Local Action, National Impact: Standing Up for Sanctuary Cities
abstract. During his campaign, Donald Trump vowed that he would end sanctuary cities if elected President. Yet, because of dedicated local resistance, he has not been able to keep this promise. Cities have emerged as crucial members of the resistance and sites of dissent to President Trump’s policies—protecting their unique community ideals against federal intrusion. While the Tenth Amendment does not explicitly recognize cities, it safeguards their rights, just as it protects states and the “People.” Because of cities’ unique position between states and the People, cities can and should take advantage of the Constitution’s federalism protections. The city of San Francisco, and the sanctuary city litigation more broadly, has provided the template for successfully resisting federal intrusion onto local autonomy. From this example, we can learn why local dissent is particularly potent and how cities can best resist on behalf of their residents.

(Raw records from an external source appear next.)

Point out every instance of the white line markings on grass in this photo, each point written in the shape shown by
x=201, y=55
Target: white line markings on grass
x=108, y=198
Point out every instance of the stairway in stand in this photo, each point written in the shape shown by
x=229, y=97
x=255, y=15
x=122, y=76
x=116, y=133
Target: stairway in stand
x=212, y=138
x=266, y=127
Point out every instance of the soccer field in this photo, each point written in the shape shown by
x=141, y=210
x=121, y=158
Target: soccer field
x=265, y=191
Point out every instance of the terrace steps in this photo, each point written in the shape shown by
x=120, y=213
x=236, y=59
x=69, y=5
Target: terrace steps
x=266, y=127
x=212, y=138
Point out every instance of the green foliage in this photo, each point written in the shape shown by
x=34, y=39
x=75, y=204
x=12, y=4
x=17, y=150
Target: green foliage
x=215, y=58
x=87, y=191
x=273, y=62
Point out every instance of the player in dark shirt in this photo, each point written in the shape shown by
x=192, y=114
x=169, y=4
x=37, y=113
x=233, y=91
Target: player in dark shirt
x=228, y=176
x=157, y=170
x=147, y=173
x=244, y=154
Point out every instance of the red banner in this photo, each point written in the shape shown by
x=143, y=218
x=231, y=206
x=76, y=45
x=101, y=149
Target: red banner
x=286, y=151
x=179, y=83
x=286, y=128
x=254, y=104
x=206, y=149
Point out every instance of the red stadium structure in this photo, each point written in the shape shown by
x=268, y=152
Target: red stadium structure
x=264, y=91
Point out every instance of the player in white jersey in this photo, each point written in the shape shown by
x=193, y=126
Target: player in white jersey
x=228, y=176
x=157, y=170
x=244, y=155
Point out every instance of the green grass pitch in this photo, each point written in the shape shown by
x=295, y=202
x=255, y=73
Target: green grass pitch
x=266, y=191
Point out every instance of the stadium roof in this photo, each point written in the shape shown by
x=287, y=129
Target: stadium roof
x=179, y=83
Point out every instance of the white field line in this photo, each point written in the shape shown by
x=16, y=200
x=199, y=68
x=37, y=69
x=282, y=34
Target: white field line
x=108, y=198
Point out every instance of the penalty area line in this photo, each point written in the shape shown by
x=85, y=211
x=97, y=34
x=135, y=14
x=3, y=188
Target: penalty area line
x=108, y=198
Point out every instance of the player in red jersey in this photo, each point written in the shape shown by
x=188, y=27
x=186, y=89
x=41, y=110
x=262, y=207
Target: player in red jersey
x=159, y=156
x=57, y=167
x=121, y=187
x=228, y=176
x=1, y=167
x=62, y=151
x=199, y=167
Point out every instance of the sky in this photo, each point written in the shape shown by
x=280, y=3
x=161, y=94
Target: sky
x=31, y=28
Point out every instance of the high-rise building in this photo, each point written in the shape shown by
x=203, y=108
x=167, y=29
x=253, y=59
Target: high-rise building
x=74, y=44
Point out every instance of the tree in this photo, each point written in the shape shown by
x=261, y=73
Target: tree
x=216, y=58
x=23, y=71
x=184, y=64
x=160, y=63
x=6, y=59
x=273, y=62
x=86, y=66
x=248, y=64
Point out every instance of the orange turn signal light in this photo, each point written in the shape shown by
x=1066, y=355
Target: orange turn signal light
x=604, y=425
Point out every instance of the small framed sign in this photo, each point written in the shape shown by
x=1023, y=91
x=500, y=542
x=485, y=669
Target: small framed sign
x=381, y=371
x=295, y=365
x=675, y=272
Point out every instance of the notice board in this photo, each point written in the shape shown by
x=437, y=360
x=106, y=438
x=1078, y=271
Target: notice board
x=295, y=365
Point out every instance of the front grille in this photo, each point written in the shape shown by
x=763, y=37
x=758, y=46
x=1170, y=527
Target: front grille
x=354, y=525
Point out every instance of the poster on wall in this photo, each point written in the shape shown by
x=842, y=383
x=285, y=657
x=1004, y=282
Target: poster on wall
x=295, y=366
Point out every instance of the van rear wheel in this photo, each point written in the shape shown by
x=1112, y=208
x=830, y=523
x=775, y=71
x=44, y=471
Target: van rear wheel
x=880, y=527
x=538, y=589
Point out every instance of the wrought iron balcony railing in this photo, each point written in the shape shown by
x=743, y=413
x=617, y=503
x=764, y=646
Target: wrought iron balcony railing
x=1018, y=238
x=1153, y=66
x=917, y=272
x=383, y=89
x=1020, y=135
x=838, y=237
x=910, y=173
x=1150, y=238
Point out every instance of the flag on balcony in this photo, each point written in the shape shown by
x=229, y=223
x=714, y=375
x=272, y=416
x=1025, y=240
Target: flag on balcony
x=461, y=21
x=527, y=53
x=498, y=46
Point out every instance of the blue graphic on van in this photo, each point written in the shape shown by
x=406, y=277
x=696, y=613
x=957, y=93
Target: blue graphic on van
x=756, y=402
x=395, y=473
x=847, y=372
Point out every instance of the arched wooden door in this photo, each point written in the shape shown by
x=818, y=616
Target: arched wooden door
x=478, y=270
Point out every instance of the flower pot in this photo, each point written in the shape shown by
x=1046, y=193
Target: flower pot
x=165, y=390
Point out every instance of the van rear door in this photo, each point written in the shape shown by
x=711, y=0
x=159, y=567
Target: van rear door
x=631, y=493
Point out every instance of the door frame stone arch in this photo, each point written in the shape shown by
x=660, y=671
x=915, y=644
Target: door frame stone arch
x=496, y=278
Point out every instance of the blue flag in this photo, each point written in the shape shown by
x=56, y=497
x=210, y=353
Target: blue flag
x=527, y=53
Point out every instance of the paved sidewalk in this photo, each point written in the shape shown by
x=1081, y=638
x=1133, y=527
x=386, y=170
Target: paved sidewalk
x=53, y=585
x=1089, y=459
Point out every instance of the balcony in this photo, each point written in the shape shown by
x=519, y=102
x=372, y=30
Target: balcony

“We will end the sanctuary cities that have resulted in so many needless deaths,” then-candidate Donald Trump proclaimed to an Arizona audience.1 Just five days after his inauguration, President Trump followed through on his promise and issued Executive Order 13,768, “Enhancing Public Safety in the Interior of the United States.”2 The Order sought to withhold all federal funding from “sanctuary jurisdictions” that did not affirmatively help enforce federal immigration law.3
On January 31, 2017, San Francisco filed suit challenging the constitutionality of the Executive Order.4 Other localities quickly followed.5 The city and county of San Francisco argued that the federal decree constituted a gross abuse of federal power and sought declaratory and injunctive relief.6 Less than three months later, siding with San Francisco on nearly every point, the district court issued a sweeping nationwide preliminary injunction made permanent this fall.7
Cities have led the charge against the federal government to stand up for sanctuary jurisdictions—successfully leveraging the constitutional protections of federalism to dissent against national policy. Though the Constitution does not contemplate cities within the scheme of federalism, the norms that justify states’ rights apply just as well—if not better—to cities. Especially as the Trump Administration seeks to compel their obedience to national norms, cities can act in concert with and independent of their home states to check federal overreach. Local victories on the sanctuary cities issue show that cities, just like states, can stop the federal government from exceeding its constitutional authority.8
Part I of this Essay discusses cities’ potential for dissent, comparing it with the power traditionally wielded by states. Part II illustrates how cities can dissent against federal policies by focusing on San Francisco’s role in curtailing overreach by the Trump Administration. Finally, Part III recommends how local actors, guided by their fundamental responsibility to local community needs, can exercise their power as dissenters. Cities are the closest proxies for the voice of the People, and by asserting the interests of their local populations, cities can avail the People of the Tenth Amendment’s protection.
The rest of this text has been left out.